Monday, April 16, 2007






Background Middle-ground Foreground


The actions of the blue figure are the opposite of camouflage, rather than adapt to its background , it alters its background in order to naturalise itself. The blue screen suit confers upon its wearer the absurd possibility of invisibility, like the Ring of Gyges or the mythical properties of the Heliotrope stone. In masking the identity of the wearer, it makes them alien: estranged. Like the Sorcerer’s Apprentice the figure is condemned to repeat the action over and over, painting itself out of the picture.

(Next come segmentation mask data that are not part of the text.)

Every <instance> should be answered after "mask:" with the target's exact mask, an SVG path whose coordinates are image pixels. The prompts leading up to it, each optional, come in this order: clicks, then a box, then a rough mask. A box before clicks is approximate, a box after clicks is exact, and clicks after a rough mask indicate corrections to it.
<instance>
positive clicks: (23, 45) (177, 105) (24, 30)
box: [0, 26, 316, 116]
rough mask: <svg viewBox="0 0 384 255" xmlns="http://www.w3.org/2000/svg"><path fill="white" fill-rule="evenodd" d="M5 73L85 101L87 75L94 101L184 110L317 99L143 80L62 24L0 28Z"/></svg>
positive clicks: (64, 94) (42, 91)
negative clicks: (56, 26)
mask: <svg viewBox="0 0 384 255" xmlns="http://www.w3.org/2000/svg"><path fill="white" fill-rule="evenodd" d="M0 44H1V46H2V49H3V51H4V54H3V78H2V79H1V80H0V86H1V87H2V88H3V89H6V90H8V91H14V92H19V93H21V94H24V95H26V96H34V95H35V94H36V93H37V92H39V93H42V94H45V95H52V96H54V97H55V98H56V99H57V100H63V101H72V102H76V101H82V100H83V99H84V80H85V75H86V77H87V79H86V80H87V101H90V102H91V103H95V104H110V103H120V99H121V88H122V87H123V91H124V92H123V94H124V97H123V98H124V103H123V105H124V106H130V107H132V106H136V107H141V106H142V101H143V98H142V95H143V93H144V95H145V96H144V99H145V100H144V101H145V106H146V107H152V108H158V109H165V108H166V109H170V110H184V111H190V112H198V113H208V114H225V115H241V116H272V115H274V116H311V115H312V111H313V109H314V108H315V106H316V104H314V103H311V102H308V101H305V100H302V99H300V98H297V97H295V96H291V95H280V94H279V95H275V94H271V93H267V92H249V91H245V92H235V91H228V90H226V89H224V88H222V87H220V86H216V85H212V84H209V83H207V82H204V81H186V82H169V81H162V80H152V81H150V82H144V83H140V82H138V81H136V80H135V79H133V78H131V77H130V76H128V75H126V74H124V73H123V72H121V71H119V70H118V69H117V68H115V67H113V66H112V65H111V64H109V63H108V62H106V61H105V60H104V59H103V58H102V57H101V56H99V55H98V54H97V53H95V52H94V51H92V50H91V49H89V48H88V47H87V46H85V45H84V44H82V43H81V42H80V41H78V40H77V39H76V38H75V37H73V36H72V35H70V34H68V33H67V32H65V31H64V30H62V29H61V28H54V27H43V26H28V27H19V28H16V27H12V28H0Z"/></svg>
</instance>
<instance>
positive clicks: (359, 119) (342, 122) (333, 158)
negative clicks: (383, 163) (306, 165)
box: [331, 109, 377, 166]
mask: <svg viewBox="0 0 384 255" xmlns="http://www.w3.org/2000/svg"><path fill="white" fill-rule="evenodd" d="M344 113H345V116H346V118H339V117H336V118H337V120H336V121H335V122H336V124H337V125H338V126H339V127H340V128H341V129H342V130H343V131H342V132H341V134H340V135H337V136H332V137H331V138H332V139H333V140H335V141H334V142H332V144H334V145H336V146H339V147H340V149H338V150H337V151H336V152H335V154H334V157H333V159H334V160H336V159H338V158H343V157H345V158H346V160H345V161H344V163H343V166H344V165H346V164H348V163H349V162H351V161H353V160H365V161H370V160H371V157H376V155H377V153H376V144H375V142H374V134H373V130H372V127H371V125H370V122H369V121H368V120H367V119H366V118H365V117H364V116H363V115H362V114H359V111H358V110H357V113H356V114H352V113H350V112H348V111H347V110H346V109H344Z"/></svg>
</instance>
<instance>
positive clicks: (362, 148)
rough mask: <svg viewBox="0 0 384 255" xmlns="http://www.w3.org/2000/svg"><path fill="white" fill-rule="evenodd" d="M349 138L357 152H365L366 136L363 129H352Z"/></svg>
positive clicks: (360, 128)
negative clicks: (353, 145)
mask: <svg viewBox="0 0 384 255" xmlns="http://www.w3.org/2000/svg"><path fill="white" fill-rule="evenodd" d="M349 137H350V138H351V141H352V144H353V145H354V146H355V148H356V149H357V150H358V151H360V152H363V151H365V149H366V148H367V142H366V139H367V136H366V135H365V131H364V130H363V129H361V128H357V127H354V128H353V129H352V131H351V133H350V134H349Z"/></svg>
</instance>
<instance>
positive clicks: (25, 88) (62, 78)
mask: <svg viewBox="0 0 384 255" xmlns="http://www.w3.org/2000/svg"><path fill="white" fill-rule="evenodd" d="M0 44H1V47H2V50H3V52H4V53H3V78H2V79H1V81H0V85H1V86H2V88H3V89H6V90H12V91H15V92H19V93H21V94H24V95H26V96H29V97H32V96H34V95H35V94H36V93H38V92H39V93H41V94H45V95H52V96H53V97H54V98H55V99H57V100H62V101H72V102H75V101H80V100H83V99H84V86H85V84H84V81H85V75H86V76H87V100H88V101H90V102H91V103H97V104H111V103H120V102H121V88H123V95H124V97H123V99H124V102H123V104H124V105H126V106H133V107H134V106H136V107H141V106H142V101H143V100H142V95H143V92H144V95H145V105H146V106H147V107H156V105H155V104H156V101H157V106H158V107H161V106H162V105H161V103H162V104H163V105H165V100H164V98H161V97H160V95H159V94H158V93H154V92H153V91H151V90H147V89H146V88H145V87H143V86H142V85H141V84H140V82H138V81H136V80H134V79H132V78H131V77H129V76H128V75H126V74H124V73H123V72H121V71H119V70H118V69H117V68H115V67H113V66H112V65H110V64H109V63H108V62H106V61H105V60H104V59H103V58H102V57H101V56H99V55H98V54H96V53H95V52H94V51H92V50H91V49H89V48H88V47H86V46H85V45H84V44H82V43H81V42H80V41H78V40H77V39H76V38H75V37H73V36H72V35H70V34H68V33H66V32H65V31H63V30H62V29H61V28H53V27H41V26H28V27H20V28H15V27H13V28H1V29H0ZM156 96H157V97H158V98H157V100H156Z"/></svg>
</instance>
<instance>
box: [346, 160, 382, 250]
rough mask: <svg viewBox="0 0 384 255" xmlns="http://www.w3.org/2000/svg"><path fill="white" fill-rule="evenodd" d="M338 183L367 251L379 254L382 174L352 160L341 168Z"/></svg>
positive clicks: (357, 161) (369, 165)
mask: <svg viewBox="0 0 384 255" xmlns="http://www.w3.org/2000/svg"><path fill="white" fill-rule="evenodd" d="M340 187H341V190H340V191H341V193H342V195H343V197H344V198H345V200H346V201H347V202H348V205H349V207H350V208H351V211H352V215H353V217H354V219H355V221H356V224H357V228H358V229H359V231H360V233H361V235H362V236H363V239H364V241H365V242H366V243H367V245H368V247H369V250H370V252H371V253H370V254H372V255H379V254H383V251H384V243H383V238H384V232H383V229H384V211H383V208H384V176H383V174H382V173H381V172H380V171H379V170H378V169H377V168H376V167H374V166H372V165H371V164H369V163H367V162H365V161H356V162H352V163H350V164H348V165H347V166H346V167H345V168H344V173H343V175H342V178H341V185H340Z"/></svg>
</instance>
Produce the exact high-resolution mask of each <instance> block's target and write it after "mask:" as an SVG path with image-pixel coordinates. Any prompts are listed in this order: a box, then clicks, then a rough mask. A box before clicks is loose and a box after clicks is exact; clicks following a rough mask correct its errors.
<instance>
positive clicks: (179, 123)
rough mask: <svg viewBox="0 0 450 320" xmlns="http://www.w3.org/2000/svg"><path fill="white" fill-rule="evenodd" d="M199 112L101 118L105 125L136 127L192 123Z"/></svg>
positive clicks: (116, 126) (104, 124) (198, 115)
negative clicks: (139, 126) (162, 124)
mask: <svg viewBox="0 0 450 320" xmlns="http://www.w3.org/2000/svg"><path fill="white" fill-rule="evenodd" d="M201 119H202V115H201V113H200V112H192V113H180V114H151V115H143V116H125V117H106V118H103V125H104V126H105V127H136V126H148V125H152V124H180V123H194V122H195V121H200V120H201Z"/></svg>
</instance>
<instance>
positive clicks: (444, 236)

What is left by this process? A blue screen, folded into the corner; a screen within a screen, demarking a space for the viewer: a ground or planar organisation staging the viewer into actor or model. The blue screen offers the possibility of keying in one’s own background, a metaphoric elsewhere; a space within a space.

The live feed synthesises real, extensive space into a flat representation. Time passes and the light moves over the painting. People move through the space, the gesture and the gaze become heightened, frozen within the frame.

In this instance the gallery space becomes a means for the production of work. Reception becomes production. The space at Five Years operates as a vestibule, antechamber, a passageway through to the studios, interface between practice and public. It is a waiting room.

Huis Clos is the title of a Sartre play.
It is translated as Dead End, No Exit and also as In Camera.